CHAPITRE XVII - VÉRITÉS

9 2 0
                                    

Base de l'ISM, planète Lumen – centre de commandement, bureau du Marine General Carsen, mercredi 23 mai 2356.

Lock demeura un long moment silencieux, à regarder le Marine Général, sans savoir quoi dire, quoi faire. Il s'était préparé à une réaction brutale, mais ceci... c'était tout simplement incompréhensible. La tension crispait chaque muscle de son corps. Il ne pouvait qu'attendre. Attendre que l'homme en face s'explique, revienne sur des paroles qui avaient – il ne pouvait en être autrement - dépassé sa pensée.

Mais Carsen n'en montrait aucune intention :

« Vous m'avez bien entendu, capitaine Lockhart. Vous allez quitter immédiatement cette planète. Tous les trois. »

Le capitaine secoua la tête, tentant de dissiper l'incrédulité puis la consternation qui menaçaient de le submerger ; il s'éclaircit la voix avant de déclarer d'un ton calme, délibéré et d'une courtoisie qui le surprit lui-même :

« Mon Général, vous êtes bien conscient du fait que dans le cas d'une affaire prioritaire, l'ISO dispose des pleins pouvoirs pour intervenir au sein de l'ISM ?

— J'en suis parfaitement conscient, répondit le Marine General d'un ton polaire, mais tout aussi calme.

— Vous savez également que votre réaction peut-être assimilée à un refus d'obtempérer ?

— Je le sais parfaitement, Capitaine. »

L'officier de l'ISO fixa son interlocuteur, incapable de comprendre cette étrange détermination qui pouvait pousser un homme puissant, brillant et respecté – en dépit de ses fautes et de ses manquements personnels – à risquer ainsi sa position. Même s'il avait pu lui laisser supposer le contraire par son attitude et ses paroles, il ne croyait pas une seconde que Carsen pouvait être volontairement impliqué dans cette affaire. La probité, l'intégrité de Cid n'étaient pas seulement des traits de caractère propres à la jeune femme : il semblait évident que toute son éducation avait exalté ces valeurs autant par l'exemple que par le discours. Pourtant, la réaction du Marine General n'était pas exactement celle d'un innocent.

Il n'était pas difficile de comprendre que l'homme brillait surtout par son orgueil... mais Lock devait reconnaître, un peu malgré lui, qu'il était assez mal placé pour le juger sur ce critère. Sa volonté, parfaitement assumée, de faire payer au Marine General la manière dont il traitait ses agents avait sans doute joué un rôle majeur dans ce désastre annoncé.

Mais, étrangement, il n'avait aucune envie de voir Carsen se saborder. Les rapports entre Cid et son père, en dépit du différend qui les éloignait, retenaient une intense part émotionnelle : tout ce qui pouvait discréditer le Marine General ne pourrait manquer d'atteindre son lieutenant. Lock réalisait aussi, même s'il était douloureux pour lui de l'admettre, qu'il n'était pas exactement la personne la plus appropriée pour conseiller Carsen sur la meilleure façon de gérer une relation père-fille.
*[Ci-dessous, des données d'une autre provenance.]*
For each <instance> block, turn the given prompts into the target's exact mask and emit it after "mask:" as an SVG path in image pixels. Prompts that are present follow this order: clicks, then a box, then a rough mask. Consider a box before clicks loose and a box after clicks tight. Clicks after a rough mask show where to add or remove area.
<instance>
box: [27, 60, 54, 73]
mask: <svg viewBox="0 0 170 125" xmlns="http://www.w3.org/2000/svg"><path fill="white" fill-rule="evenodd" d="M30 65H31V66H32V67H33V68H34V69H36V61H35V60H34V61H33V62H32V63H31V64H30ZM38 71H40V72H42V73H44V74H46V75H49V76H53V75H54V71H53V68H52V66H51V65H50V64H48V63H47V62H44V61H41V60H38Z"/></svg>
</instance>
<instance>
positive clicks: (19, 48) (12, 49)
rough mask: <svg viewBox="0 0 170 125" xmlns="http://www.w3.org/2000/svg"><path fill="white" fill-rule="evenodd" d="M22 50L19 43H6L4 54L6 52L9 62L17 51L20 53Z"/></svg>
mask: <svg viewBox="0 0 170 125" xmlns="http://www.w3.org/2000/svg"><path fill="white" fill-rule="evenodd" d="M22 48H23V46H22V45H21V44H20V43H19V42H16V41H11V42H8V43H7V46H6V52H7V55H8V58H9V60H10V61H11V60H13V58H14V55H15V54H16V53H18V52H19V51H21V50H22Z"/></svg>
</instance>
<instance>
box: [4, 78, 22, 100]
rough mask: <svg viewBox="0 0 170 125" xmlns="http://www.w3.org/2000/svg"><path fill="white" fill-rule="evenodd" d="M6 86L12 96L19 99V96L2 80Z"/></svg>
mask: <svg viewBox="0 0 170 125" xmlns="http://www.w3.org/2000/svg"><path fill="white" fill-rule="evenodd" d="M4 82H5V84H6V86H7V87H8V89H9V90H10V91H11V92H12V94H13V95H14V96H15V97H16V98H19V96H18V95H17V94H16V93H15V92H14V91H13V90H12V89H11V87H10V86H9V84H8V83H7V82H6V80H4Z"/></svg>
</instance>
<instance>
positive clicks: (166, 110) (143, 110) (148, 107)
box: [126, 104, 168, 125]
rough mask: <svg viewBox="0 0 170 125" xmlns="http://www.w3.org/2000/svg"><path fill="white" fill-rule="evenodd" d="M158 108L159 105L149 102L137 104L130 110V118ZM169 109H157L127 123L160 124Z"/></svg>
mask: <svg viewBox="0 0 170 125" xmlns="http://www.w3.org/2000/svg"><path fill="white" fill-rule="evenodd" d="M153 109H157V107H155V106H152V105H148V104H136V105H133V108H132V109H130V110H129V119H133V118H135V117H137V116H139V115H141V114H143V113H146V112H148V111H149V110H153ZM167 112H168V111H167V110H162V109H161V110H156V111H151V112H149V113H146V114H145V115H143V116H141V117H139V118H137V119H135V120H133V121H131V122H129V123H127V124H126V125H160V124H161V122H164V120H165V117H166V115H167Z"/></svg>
Secouant légèrement la tête, il leva une main pour la passer sur sa nuque et en profita pour jeter un bref coup d'oeil vers les membres de son équipe. Il ne fut pas surpris de voir Berry trembler de colère contenue ; la jeune femme ne gardait le silence qu'à grand-peine. Quant à Rag... Le genhum n'affichait pas ses états d'âme aussi librement que la comptech : des années de conditionnement et d'entraînement militaire y avaient veillé. Ce qui ne signifiait pas qu'il ne ressentait rien : Lock connaissait assez bien son sergent pour noter la tension qui avait envahi son corps et sa subtile expression de fatalisme lucide, de tristesse résignée.

Le capitaine sentit son estomac se nouer, sous l'effet conjugué de la honte et de la culpabilité. Il aurait dû écouter le jeune homme, se fier à ses instincts et son bon sens comme il le faisait habituellement. Il n'aurait certainement pas dû se servir de lui pour défier les tendances sectaires de Carsen.